Исая Салтыкова сожгли на костре. Старца Иона казанца рассекли напятеро в Кольском остроге. В Колмогорах сожгли Ивана-юродивого, в Боровске казнили священника Полиекта и с ним четырнадцать человек. В Казани сожгли тридцать человек, в Киеве — стрельца Илариона.
В послании «горемыкам миленьким» протопоп сокрушался: «А здесь Киприяну голову отсекли». Киприян Нагой был одним из его преданных учеников. Его знал царь, и Нагой бывал у государя во дворце. Во время первой ссылки Аввакума в Пустозерск в 1664 году именно Киприян доставил из Холмогор в Москву челобитную Аввакума и вручил ее лично царю. Молил он государя о восстановлении древлего благочестия, обличал на улицах и торжищах Никоновы новины. За такую дерзость был сослан в Пустозерский острог. Там его долго пытали, требовали отречься от старой веры. Но он не отступил. И 7 июля 1675 года за приверженность проповеди старообрядчества в селении Ижма ему отсекли голову.
Скорбя по погибшим за веру православную, Аввакум обращался к духовным братьям и сестрам, ревнителям старой веры: «Стойте в вере Христа, спасителя нашего, не ослабевайте душями своими».[247]
Он выступал против зверских, инквизиторских действий господствующей Церкви: «Чудо, как то в познание не хотят приити: огнем да кнутом, да виселицею хотят веру утвердить! Которые то апостоли научили так? — не знаю. Мой Христос не приказал нашим апостолом так учить…»[248]
«Метал свитки богохульныя…»
Окончательно разуверившись в царе и в действенности своих посланий к нему, Аввакум выступил с резкой критикой и прямой угрозой в его адрес: «… надобно царя тово Алексея Михайловича постричь беднова, да пускай поплачет хотя небольшое время. Накудесил много горюн, в жизни сей, яко козел скача по холмам, ветер гоня…»[249]
В последней челобитной царю протопоп пророчески предостерегал его: «Здесь ты нам праведнаго суда со отступниками не дал, и ты тамо отвещати будеши сам всем нам…»

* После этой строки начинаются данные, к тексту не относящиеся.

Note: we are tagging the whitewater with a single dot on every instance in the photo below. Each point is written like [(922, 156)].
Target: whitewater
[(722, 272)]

В январе 1676 года царь Алексей Михайлович умер, и на царский престол вступил его сын Федор. Новый самодержец, воспитанный Симеоном Полоцким в западном духе, не испытывал чувства жалости к вождям старообрядчества, что не замедлило сказаться на положении пустозерских узников. Да и сами они сему способствовали.

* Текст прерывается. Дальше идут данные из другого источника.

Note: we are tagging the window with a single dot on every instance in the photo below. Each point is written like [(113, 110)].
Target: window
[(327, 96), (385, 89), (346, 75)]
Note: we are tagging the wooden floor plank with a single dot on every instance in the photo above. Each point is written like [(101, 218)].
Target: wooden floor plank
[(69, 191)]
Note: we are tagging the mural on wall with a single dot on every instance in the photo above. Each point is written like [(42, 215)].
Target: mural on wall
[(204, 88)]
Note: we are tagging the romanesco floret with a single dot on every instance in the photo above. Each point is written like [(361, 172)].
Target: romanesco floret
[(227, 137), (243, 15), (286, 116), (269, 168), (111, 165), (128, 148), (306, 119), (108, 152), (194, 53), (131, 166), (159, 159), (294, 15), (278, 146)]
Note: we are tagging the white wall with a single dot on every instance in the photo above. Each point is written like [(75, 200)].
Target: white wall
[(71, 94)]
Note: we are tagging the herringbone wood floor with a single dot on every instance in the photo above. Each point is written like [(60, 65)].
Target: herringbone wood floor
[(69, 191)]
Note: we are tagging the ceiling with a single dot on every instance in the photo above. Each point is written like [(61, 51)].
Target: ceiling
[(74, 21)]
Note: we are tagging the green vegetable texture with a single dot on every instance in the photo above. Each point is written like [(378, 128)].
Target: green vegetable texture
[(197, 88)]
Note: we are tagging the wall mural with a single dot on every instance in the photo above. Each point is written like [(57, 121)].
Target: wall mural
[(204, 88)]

Узнав о смерти Алексея Михайловича и воцарении его сына, Аввакум направил молодому государю дерзкое послание. В нем он объявил покойного Алексея Михайловича грешником, оказавшимся после смерти в аду: «Бог судит между мною и царем Алексеем. В муках он сидит, слышал я от Спаса; то ему за свою правду».
Протопоп высказал и свое заветное желание расправиться с ненавистными ему никонианами: «А что, государь-царь, как бы ты мне дал волю, я бы их, что Илия пророк, всех перепластал во един час. Не осквернил бы рук своих, но и освятил, чаю… Перво бы Никона, собаку, и рассекли начетверо, а потом бы и никониян».[250]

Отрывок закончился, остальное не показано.